Operations
How to Audit Your AI Agent Setup
And What Breaks Most Often
Most AI agent setups have the same five failure points. After running OpenClaw in production since March 2026, I've seen all of them — some in my own setup, some in setups I've reviewed. Here's the checklist I'd run on any agent configuration.
The gap between a working agent setup and a useful one is usually not the model. It's the files.
I've been running OpenClaw continuously since March 2026. In that time I've hit every category of failure at least once: soul files that were too long to hold in context, heartbeat configs that were trying to do too much, memory architecture that buried the important facts under raw noise, tool integrations that broke silently for weeks. The model was fine. The configuration wasn't.

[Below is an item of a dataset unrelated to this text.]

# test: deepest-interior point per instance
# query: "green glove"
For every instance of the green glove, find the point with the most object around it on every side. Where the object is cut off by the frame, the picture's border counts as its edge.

What follows is the five-area audit I'd run on any agent setup — including my own, which I review monthly. Work through each one. The issues are usually obvious once you know where to look.
Area 1: SOUL.md — Does the Agent Actually Know Who It Is?
SOUL.md is the personality and values file. It tells the agent who it is, what it cares about, how it communicates, and what it won't do. The two failure modes are opposite ends of the same spectrum.
Too vague: "Be helpful and accurate." This tells the agent nothing it didn't already know. The agent defaults to generic AI assistant behaviour, which is not what you want if you've built a specific persona or have specific operating requirements.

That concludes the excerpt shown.